What is a ‘Peter problem’? Jaw-dropping study of U.K. CEOs reveals more named Peter than women

By Arianne Cohen

Did you know that there are more CEOs named Peter leading top U.K. companies than female CEOs? This and other jaw-dropping findings come in a new report on U.K. corporate leadership among 350 companies on the FTSE index. The research was conduced by diversity and inclusion consultancy The Pipeline.
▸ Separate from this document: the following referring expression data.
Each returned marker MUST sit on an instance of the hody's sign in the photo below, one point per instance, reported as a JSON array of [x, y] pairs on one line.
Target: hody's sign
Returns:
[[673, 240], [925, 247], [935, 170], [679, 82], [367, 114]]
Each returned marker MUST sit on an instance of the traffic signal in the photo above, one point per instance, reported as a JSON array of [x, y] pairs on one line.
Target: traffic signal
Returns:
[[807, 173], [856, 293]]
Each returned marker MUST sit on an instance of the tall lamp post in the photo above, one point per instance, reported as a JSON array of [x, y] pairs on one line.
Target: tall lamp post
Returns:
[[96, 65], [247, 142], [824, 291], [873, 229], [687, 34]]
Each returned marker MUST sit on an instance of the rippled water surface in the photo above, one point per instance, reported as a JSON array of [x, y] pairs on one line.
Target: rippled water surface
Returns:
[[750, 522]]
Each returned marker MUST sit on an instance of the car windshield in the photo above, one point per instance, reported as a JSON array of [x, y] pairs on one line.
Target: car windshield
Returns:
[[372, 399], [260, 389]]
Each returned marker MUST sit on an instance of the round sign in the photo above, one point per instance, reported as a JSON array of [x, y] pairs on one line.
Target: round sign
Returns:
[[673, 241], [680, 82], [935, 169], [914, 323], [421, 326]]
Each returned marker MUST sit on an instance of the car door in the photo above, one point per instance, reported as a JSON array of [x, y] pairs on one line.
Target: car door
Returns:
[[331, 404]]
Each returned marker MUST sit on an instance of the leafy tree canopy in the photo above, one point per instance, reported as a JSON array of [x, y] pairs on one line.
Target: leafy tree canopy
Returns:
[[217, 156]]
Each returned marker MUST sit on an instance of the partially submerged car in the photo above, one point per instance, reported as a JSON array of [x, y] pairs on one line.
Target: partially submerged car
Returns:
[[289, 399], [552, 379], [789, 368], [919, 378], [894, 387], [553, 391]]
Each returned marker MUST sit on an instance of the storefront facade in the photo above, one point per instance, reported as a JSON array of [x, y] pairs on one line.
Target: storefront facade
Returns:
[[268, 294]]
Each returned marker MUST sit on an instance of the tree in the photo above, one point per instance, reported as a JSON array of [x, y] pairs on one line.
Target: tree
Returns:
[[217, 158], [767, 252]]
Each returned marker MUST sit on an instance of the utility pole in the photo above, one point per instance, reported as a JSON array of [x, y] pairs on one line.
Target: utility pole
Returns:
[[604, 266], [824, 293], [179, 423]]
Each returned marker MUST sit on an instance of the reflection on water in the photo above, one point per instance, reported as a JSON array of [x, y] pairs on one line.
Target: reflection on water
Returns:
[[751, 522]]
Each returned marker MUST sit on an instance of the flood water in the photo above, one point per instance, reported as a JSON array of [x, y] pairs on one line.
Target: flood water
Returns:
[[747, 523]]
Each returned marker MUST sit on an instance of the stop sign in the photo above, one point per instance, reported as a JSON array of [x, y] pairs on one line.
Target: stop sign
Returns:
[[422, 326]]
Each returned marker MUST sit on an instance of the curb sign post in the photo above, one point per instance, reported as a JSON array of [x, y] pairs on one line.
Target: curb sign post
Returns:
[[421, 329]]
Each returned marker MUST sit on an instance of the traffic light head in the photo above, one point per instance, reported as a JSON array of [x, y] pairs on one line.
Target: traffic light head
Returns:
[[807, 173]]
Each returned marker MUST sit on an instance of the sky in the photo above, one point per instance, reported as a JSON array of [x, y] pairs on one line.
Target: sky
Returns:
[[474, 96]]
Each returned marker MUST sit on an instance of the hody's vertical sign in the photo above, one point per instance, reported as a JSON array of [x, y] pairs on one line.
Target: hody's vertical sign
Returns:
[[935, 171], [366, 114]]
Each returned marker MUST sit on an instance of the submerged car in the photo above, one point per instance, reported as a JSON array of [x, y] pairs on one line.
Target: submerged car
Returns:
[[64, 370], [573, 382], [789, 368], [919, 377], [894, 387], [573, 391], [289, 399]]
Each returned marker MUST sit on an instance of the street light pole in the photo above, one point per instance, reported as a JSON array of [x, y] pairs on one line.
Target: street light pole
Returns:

Here are just a few insights:

    Over two-thirds of the companies do not have any female executive committee members in so-called “rainmaker” roles, with profit-and-loss responsibility

    15% have entirely male executive committees

    Companies with executive committees that are more than 1/3rd female have net profit margins over 10x greater than companies with no women

    Only 16% of CFOs are women

Though numbers of women on executive committees have improved by 2.7% since last year, a dive into the data shows that those improvements are not coming from top 100 companies, and frequently represent women going into non-P&L roles like human resources, marketing, and legal, often at companies that were already making headway toward gender balance.

The outlook is not good: “At the current rate, we will miss another generation of female talent before we have any hope of parity,” write the authors. They say this because having a woman at the top spurs more gender balance below: Women-led companies have executive committees that average one-third female, while those of male-led companies are one-fifth female.

Which brings us to the Peter problem: In the FTSE 100, there are five female CEOs, and six CEOs named Peter.

In the U.S., this is known as the John problem: There are more CEOs named John leading Fortune 500 firms than women CEOs. Roughly 3% of the population is named John. Over 50% of the population is female. Similar claims can usually be made in the U.S., by the way, for Roberts, Jameses, Williams, and Michaels.